Время от времени он вырывался со своего острова, чтобы съездить в Неаполь, во Флоренцию, в Рим, в Геную. Но всегда возвращался в свой порт приписки. На Капри высаживалось все больше и больше посетителей, которые желали навестить писателя в его «золоченой клетке»: это были писатели, артисты, просто любопытствующие, по большей части марксистского вероисповедания. Всякий русский проездом в Италии чувствовал себя морально обязанным совершить это паломничество. Как Толстой в Ясной Поляне, Горький на своем острове был окружен двором, в котором попрошайки соседствовали с почитателями, праздные путешественники с искателями правды. Он принимал в своем доме всех, всех жадно слушал.

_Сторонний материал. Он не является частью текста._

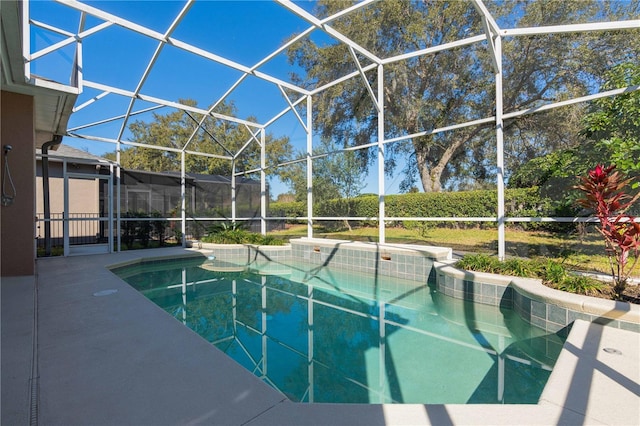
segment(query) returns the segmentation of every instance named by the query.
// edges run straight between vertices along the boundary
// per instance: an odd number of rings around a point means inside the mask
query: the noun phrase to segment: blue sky
[[[104,12],[143,25],[159,33],[165,33],[184,7],[183,1],[88,1],[86,4]],[[298,3],[307,10],[311,2]],[[69,33],[76,33],[80,12],[53,1],[34,1],[30,5],[31,19],[51,25]],[[85,30],[103,21],[89,16]],[[172,37],[200,49],[225,57],[241,65],[251,67],[281,46],[293,34],[309,27],[309,24],[285,8],[270,1],[198,1],[189,9],[186,17],[172,33]],[[315,32],[314,40],[327,41],[321,32]],[[66,39],[66,35],[32,26],[31,52],[38,52]],[[83,40],[83,78],[100,84],[134,91],[151,59],[158,42],[119,26],[112,25]],[[33,74],[69,84],[73,66],[75,43],[49,53],[31,64]],[[289,73],[297,71],[288,64],[285,54],[280,54],[259,71],[289,81]],[[141,93],[169,101],[194,99],[201,108],[217,101],[242,75],[205,58],[187,53],[174,46],[165,46],[152,72],[145,81]],[[85,87],[76,106],[100,95],[102,90]],[[248,77],[228,98],[238,110],[239,118],[254,116],[264,123],[287,107],[286,100],[273,84],[256,77]],[[75,112],[69,129],[95,123],[124,114],[129,99],[109,94],[106,97]],[[149,107],[144,101],[136,101],[134,110]],[[168,113],[169,108],[158,113]],[[135,120],[150,121],[150,113],[141,114]],[[130,121],[131,122],[131,121]],[[76,130],[79,134],[115,139],[122,120]],[[275,136],[288,136],[296,149],[304,149],[306,136],[293,114],[278,120],[267,129]],[[124,139],[127,139],[125,131]],[[97,155],[115,150],[110,143],[65,137],[63,143],[88,150]],[[286,188],[272,182],[276,193]]]
[[[143,25],[159,33],[165,33],[185,5],[184,1],[87,1],[85,4],[104,12],[119,16],[135,24]],[[296,2],[312,11],[313,2]],[[81,13],[53,1],[31,2],[31,19],[75,34],[78,32]],[[84,29],[90,29],[104,21],[88,16]],[[251,67],[280,47],[294,34],[306,30],[310,25],[284,7],[271,1],[216,1],[195,2],[171,37],[200,49],[225,57],[241,65]],[[31,52],[65,40],[68,36],[32,25]],[[314,31],[311,38],[318,44],[334,43],[321,31]],[[134,91],[138,85],[158,42],[117,25],[112,25],[85,38],[82,42],[83,78],[85,81]],[[69,84],[76,44],[49,53],[34,60],[31,72],[64,84]],[[281,53],[258,68],[284,81],[290,81],[291,72],[300,72],[288,63]],[[174,46],[165,46],[155,62],[152,72],[145,80],[141,93],[169,101],[194,99],[201,108],[217,101],[242,75],[211,60],[185,52]],[[83,105],[101,95],[102,90],[85,87],[76,106]],[[237,117],[254,116],[265,123],[285,109],[288,104],[280,90],[273,84],[256,77],[248,77],[227,98],[234,102]],[[127,111],[129,98],[109,94],[75,112],[68,128],[77,134],[116,139],[123,120],[105,124],[80,127]],[[137,100],[133,110],[142,110],[151,104]],[[172,112],[170,108],[156,112]],[[149,122],[152,113],[136,115],[133,120]],[[75,129],[75,130],[74,130]],[[293,113],[288,113],[267,131],[274,136],[289,137],[296,150],[306,145],[304,129]],[[123,139],[128,139],[126,130]],[[65,137],[63,143],[87,150],[96,155],[113,152],[115,145],[87,139]],[[386,192],[397,191],[399,178],[386,184]],[[377,192],[377,170],[374,167],[367,177],[363,192]],[[281,183],[270,182],[272,194],[287,192]],[[395,188],[395,189],[394,189]]]

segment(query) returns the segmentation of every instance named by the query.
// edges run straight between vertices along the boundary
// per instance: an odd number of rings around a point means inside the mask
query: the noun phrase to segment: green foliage
[[[181,100],[180,103],[192,107],[197,106],[193,100]],[[233,103],[223,102],[216,107],[215,112],[233,116],[236,113],[236,108]],[[195,120],[200,121],[202,117],[193,113],[187,114],[184,111],[174,111],[164,115],[154,113],[153,120],[150,122],[138,120],[131,123],[129,130],[133,135],[133,142],[178,151],[162,151],[140,146],[127,148],[120,154],[122,167],[155,172],[180,170],[181,155],[179,151],[185,147],[189,140],[191,140],[188,145],[189,151],[225,157],[235,155],[247,141],[253,140],[249,129],[244,125],[207,116],[202,122],[202,128],[198,129]],[[274,138],[267,134],[266,146],[267,167],[273,167],[288,160],[289,153],[292,151],[287,137]],[[260,145],[257,142],[250,143],[236,158],[235,171],[259,167],[260,152]],[[115,160],[115,154],[111,154],[110,157]],[[231,161],[219,157],[188,154],[185,157],[185,166],[190,173],[229,176],[232,172]]]
[[[621,298],[640,257],[640,223],[625,212],[640,194],[632,197],[625,192],[631,179],[623,179],[615,168],[615,165],[603,167],[599,164],[580,177],[580,185],[576,188],[584,193],[584,198],[578,200],[580,205],[598,218],[597,229],[604,237],[611,265],[614,296]]]
[[[313,198],[315,202],[337,197],[353,198],[358,196],[365,186],[367,176],[364,152],[343,151],[347,148],[330,139],[322,139],[320,146],[314,148],[313,155]],[[305,152],[298,152],[297,158],[304,158]],[[307,197],[306,162],[297,162],[286,166],[280,174],[295,195],[296,201]]]
[[[494,256],[469,254],[460,259],[456,267],[491,274],[538,278],[549,287],[570,293],[589,295],[606,289],[605,283],[595,278],[570,274],[561,263],[546,258],[513,258],[501,262]]]
[[[332,15],[351,2],[321,0],[320,17]],[[635,19],[635,2],[598,0],[502,1],[492,12],[508,17],[508,26],[565,24],[607,19]],[[331,22],[338,32],[380,58],[484,34],[480,14],[472,2],[385,0]],[[637,57],[640,37],[635,30],[549,34],[503,39],[504,108],[539,107],[548,100],[583,96],[592,90],[611,61]],[[288,50],[291,63],[304,70],[297,82],[317,87],[353,70],[351,52],[343,44],[304,38]],[[359,60],[362,60],[359,58]],[[439,51],[433,55],[385,64],[384,75],[366,72],[370,84],[384,78],[385,136],[417,134],[452,123],[494,114],[493,63],[482,43]],[[578,145],[580,106],[532,114],[505,123],[506,170],[531,158]],[[364,145],[378,137],[376,108],[361,79],[336,84],[314,97],[314,126],[323,137]],[[387,171],[405,176],[409,190],[419,178],[424,191],[476,188],[495,178],[492,124],[414,137],[386,146]],[[368,160],[376,158],[375,150]],[[406,161],[405,161],[406,160]]]
[[[640,85],[640,64],[614,66],[605,78],[602,90]],[[583,125],[582,133],[610,154],[606,162],[626,173],[640,173],[640,90],[596,99]]]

Эти отзвуки родной сторонки были ему необходимы, чтобы выжить под чужим небом. У него на столе скапливались письма, пришедшие из различных уголков России: от литераторов, от ученых, от разделявших его политические убеждения, от простых рабочих. Хотя адрес часто был написан неправильно, Горький был в Италии так известен, что корреспонденция неизменно прибывала на место назначения. Утонувший в рукописях, признаниях, просьбах о совете, денежных прошениях, он заставлял себя читать все – очень внимательно – и отвечать максимально подробно, безотлагательно. Помня, как трудно он начинал сам, он не мог отделываться, из лени, из равнодушия, от просьб о помощи слабых людей. За столом у него всегда было многолюдно и шумно. Некоторые гостили у него неделями.
Мария Андреева играла при нем три роли: хозяйки дома, сиделки и секретаря. Она перепечатывала его рукописи, разбирала почту, переводила по его требованию статьи из французских, английских, немецких и итальянских газет и работала переводчиком, когда он принимал иностранных гостей. Жил он на авторские гонорары, которые регулярно получал на Капри, – жил, едва сводя концы с концами, поскольку его щедрые пожертвования в партийную кассу и оказание помощи компатриотам в беде разоряли семейный бюджет. Когда Марии Андреевой советовали сократить расходы так, чтобы тратиться только на себя двоих – например, принимать поменьше гостей, она отвечала: нет, нет, это невозможно – Алексей Максимович заметит. Он оторван от родины, но благодаря товарищам, которые приходят к нему, по-прежнему с русским народом. Это ему так же необходимо, как воздух, которым он дышит. Денежные заботы она взяла на себя и справляется. Она не допустит, чтобы Алексей Максимович в письмах просил денег. Его творчества не должны касаться никакие материальные проблемы.